Moraes arquiva inquérito contra Elon Musk por falta de provas de obstrução da Justiça

Decisão do ministro do STF atende pedido da Procuradoria-Geral da República, que afirmou não haver evidências de uso deliberado da rede social X para descumprir ordens judiciais
O ministro do Supremo Tribunal Federal (STF), Alexandre de Moraes, determinou o arquivamento do inquérito que investigava o bilionário Elon Musk por supostos crimes de obstrução da Justiça, organização criminosa e incitação ao crime.

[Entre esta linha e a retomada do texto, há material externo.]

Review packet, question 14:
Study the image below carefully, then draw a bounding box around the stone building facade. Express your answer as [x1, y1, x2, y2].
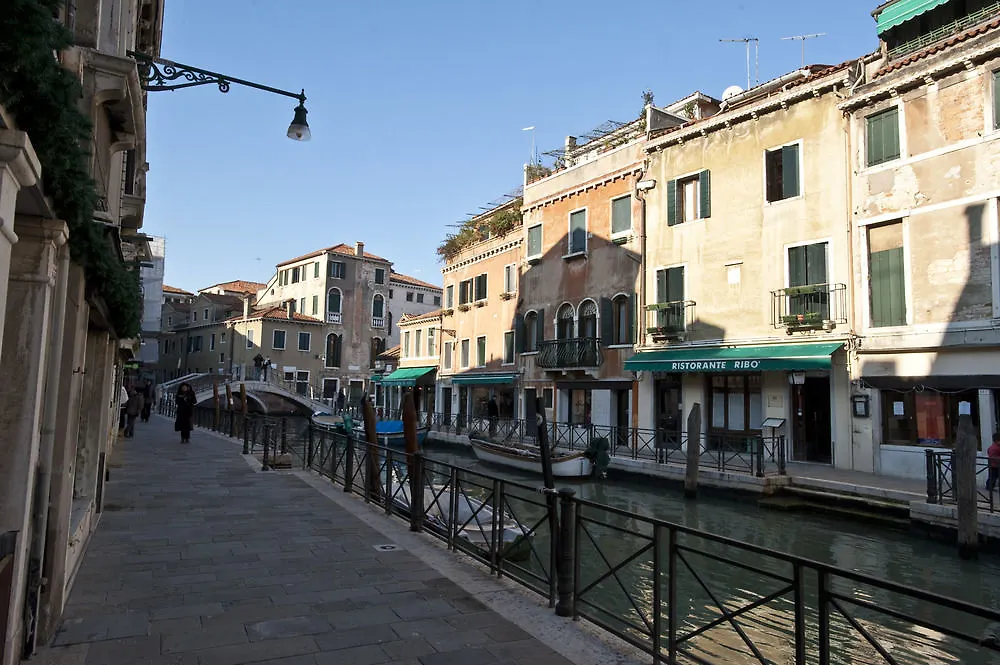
[0, 0, 165, 660]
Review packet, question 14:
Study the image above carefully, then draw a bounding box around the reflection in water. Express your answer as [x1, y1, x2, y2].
[426, 446, 1000, 665]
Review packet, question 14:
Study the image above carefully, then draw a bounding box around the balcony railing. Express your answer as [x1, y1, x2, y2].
[536, 337, 603, 369]
[645, 300, 695, 341]
[771, 283, 847, 333]
[327, 311, 342, 324]
[372, 316, 385, 328]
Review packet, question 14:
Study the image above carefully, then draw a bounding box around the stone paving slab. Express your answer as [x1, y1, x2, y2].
[31, 417, 629, 665]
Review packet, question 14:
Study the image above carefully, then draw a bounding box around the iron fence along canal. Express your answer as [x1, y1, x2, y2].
[164, 404, 1000, 664]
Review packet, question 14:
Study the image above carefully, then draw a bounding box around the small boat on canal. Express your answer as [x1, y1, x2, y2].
[470, 438, 593, 478]
[354, 419, 429, 449]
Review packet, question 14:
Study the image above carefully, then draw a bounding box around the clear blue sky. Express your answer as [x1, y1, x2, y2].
[145, 0, 883, 293]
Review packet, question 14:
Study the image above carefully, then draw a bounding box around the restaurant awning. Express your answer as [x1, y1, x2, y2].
[875, 0, 949, 34]
[450, 372, 517, 385]
[624, 342, 844, 373]
[381, 366, 436, 387]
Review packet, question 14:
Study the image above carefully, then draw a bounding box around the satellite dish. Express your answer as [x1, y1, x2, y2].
[723, 85, 744, 101]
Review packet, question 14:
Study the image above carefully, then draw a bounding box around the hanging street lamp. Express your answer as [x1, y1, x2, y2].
[128, 51, 311, 141]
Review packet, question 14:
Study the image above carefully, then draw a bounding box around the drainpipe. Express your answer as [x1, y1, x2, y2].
[843, 100, 858, 473]
[29, 240, 70, 652]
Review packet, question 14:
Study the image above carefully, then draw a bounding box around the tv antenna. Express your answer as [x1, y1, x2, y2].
[781, 33, 826, 68]
[720, 37, 759, 90]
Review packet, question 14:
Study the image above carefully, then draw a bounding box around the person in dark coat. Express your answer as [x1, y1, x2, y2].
[487, 394, 500, 438]
[140, 379, 154, 422]
[175, 382, 196, 443]
[336, 388, 346, 414]
[124, 387, 144, 438]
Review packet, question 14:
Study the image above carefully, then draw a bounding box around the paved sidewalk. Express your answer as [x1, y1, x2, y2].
[39, 417, 587, 665]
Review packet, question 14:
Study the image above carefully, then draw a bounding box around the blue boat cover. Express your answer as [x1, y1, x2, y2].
[375, 420, 404, 434]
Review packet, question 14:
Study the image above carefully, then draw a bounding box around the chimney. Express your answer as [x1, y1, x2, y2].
[564, 135, 577, 164]
[285, 299, 293, 319]
[355, 241, 364, 257]
[243, 295, 251, 318]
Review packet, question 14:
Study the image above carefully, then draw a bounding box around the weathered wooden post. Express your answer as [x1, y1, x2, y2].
[684, 404, 701, 499]
[955, 413, 979, 559]
[402, 392, 424, 532]
[362, 394, 382, 503]
[225, 384, 234, 437]
[536, 397, 560, 608]
[240, 383, 248, 450]
[212, 383, 221, 431]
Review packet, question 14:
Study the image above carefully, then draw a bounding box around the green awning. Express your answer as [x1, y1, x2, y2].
[370, 375, 383, 383]
[381, 366, 436, 387]
[624, 342, 844, 373]
[876, 0, 950, 34]
[450, 372, 516, 385]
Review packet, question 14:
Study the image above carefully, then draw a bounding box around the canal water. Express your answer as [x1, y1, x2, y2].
[423, 443, 1000, 665]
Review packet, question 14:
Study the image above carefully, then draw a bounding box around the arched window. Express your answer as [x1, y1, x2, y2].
[557, 303, 575, 340]
[370, 336, 386, 368]
[612, 294, 630, 345]
[524, 311, 538, 352]
[373, 294, 385, 319]
[578, 299, 598, 339]
[325, 333, 342, 368]
[327, 288, 342, 313]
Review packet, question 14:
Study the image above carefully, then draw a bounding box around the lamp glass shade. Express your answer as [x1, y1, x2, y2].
[287, 103, 310, 141]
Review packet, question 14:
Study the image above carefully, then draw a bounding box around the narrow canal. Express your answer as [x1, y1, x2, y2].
[423, 443, 1000, 665]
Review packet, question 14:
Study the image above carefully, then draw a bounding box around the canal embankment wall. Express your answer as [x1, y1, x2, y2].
[426, 432, 1000, 548]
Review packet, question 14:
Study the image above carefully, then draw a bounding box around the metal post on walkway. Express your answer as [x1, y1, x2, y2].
[280, 419, 287, 455]
[242, 416, 250, 455]
[344, 431, 355, 493]
[555, 488, 576, 617]
[307, 426, 315, 469]
[261, 422, 271, 471]
[925, 449, 938, 504]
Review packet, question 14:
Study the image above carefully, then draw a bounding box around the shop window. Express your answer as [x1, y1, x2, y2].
[880, 390, 980, 447]
[708, 374, 763, 434]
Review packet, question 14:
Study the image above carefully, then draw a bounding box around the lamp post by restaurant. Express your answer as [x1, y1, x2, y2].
[128, 51, 311, 141]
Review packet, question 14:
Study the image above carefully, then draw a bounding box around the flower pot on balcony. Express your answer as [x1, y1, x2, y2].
[499, 292, 514, 301]
[458, 304, 470, 312]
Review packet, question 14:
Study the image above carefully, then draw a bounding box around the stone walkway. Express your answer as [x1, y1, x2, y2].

A decisão foi tomada nesta terça-feira (10), após manifestação da Procuradoria-Geral da República (PGR) pedindo o encerramento do caso por ausência de provas.
A investigação analisava se a plataforma X (antigo Twitter) teria sido utilizada de forma deliberada para descumprir decisões judiciais brasileiras, especialmente ordens de bloqueio de perfis determinadas pelo STF e pelo Tribunal Superior Eleitoral (TSE).
Em parecer enviado ao Supremo, o procurador-geral da República, Paulo Gonet, afirmou que não foram encontrados elementos que comprovassem a prática de crimes ou a intenção de desafiar decisões do Judiciário brasileiro.
Segundo ele, as apurações conduzidas pela Polícia Federal não demonstraram que a rede social foi instrumentalizada para violar ordens judiciais.
“Em suma, não se coligiram provas que sustentem a tese inicial de instrumentalização dolosa da rede social X para atentar contra a autoridade do Poder Judiciário brasileiro”, afirmou Gonet no documento.
Decisão segue sistema acusatório
Ao determinar o arquivamento, Moraes destacou que, no sistema acusatório brasileiro, cabe ao Ministério Público decidir se há base para apresentar denúncia criminal. Sem esse pedido, não há continuidade da ação penal.
O ministro ressaltou que o Judiciário exerce função de supervisão, mas não pode substituir a atuação do Ministério Público na condução da acusação.
“A titularidade privativa da ação penal é do Ministério Público, a quem compete decidir pelo oferecimento de denúncia ou solicitação de arquivamento”, escreveu o magistrado.
Origem da investigação
O inquérito havia sido aberto em abril de 2024, após declarações públicas de Elon Musk nas redes sociais criticando decisões do STF relacionadas à remoção de conteúdos e perfis.
Na ocasião, Moraes entendeu que algumas manifestações do empresário poderiam incentivar o descumprimento de determinações judiciais, especialmente por parte de representantes da plataforma no Brasil.
O ministro também alertou, naquele momento, para o uso de redes sociais por grupos organizados para disseminar desinformação e atacar instituições democráticas, fenômeno frequentemente associado às chamadas “milícias digitais”.
Com o parecer da PGR apontando ausência de lastro probatório, o processo foi oficialmente encerrado.